A hearty and flavorful Crockpot Chili recipe featuring ground beef, kidney beans, and diced tomatoes slow-cooked to perfection with chili powder and onions. Perfect for a comforting meal served alongside cornbread.

Ingredients

Meat and Vegetables

  • 1 lb ground beef
  • 1 onion, chopped

Canned Goods

  • 1 can kidney beans (about 15 oz)
  • 1 can diced tomatoes (about 14.5 oz)

Spices and Seasoning

  • 2 tbsp chili powder
  • Salt to taste

Instructions

  1. Brown the Meat and Onions: In a skillet over medium heat, cook the ground beef and chopped onion together until the beef is browned and onions are softened, about 5-7 minutes. Drain any excess fat.
  2. Combine Ingredients in Crockpot: Transfer the browned beef and onion mixture into the crockpot.

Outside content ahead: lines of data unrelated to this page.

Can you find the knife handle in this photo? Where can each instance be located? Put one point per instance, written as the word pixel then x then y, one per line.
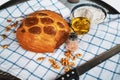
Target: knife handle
pixel 70 75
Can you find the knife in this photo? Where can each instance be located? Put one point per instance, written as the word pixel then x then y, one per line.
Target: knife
pixel 11 3
pixel 76 72
pixel 110 9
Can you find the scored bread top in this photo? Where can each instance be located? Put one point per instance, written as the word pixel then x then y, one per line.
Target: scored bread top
pixel 42 31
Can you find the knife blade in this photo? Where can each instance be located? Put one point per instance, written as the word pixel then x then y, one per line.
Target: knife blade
pixel 110 9
pixel 11 3
pixel 76 72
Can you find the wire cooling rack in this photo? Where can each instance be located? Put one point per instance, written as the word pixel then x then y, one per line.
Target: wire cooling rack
pixel 24 65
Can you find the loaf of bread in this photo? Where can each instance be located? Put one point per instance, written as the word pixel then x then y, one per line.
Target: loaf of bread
pixel 42 31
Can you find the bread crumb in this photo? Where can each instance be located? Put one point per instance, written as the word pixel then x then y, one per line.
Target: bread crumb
pixel 4 36
pixel 5 46
pixel 8 28
pixel 40 58
pixel 54 64
pixel 9 20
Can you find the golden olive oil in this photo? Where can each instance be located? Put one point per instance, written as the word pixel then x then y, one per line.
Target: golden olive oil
pixel 80 25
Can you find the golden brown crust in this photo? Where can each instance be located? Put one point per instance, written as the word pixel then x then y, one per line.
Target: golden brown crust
pixel 42 31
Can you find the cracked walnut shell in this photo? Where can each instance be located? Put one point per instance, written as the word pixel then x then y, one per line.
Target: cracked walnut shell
pixel 42 31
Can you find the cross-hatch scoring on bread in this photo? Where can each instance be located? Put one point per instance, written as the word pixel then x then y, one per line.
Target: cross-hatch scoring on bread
pixel 42 31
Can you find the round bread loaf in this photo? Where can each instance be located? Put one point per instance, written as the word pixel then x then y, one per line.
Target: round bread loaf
pixel 42 31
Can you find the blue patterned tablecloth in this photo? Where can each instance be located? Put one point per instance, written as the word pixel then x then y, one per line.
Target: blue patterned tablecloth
pixel 24 64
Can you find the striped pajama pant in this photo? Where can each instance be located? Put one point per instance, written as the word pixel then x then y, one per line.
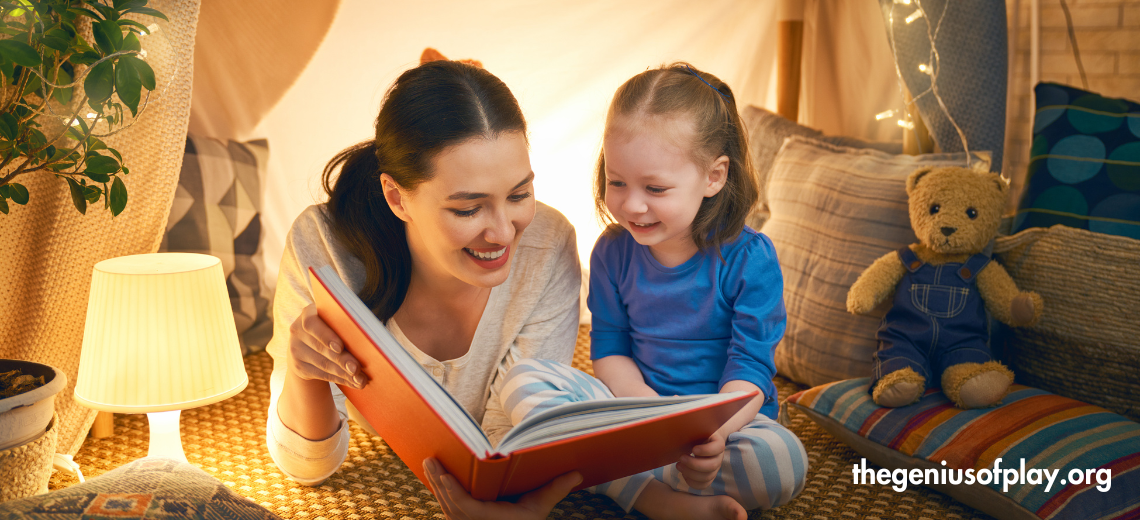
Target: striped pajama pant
pixel 764 464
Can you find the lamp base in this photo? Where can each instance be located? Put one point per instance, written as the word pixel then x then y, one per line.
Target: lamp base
pixel 165 438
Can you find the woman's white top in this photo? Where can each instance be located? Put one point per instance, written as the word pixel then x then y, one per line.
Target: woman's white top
pixel 531 315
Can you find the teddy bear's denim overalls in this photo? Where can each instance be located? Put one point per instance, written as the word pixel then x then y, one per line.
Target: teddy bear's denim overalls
pixel 938 319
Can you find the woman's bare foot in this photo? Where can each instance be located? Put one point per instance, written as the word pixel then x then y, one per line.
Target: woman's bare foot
pixel 660 502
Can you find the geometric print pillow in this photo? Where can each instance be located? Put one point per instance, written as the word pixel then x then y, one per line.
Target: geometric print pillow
pixel 1084 164
pixel 147 488
pixel 217 211
pixel 1055 457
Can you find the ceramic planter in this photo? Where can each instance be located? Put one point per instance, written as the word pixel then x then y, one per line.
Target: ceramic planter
pixel 25 416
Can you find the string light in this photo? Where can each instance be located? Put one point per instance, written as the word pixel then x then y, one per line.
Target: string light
pixel 930 68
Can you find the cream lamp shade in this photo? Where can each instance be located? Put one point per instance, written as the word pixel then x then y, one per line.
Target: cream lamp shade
pixel 159 336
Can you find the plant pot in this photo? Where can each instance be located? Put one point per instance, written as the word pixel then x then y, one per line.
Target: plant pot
pixel 25 416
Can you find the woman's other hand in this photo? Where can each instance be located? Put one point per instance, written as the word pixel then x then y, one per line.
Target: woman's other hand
pixel 458 505
pixel 317 354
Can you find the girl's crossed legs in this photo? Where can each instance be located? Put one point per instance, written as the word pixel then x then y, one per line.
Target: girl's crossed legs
pixel 764 464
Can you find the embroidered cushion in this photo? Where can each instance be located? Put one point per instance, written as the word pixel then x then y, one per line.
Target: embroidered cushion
pixel 145 488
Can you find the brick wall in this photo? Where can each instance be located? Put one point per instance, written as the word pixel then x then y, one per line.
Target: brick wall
pixel 1108 38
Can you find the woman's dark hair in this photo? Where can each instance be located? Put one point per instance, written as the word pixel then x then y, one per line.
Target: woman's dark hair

Add the kidney beans, diced tomatoes, chili powder, and salt.
  3. Cook Low and Slow: Cover and cook on low heat for 6 hours, allowing the flavors to meld and the chili to thicken.
  4. Serve: After cooking, stir the chili, taste and adjust seasoning if needed, then serve hot with cornbread on the side.

Notes

  • Browning the beef first enhances the flavor and improves the texture of the chili.
  • You can substitute ground turkey or chicken for a leaner option.
  • Adjust chili powder to your heat preference, adding cayenne or hot sauce for extra spice.
  • For more thickness, you can mash some beans before adding to the crockpot.
  • Leftovers keep well refrigerated for 3-4 days and also freeze well.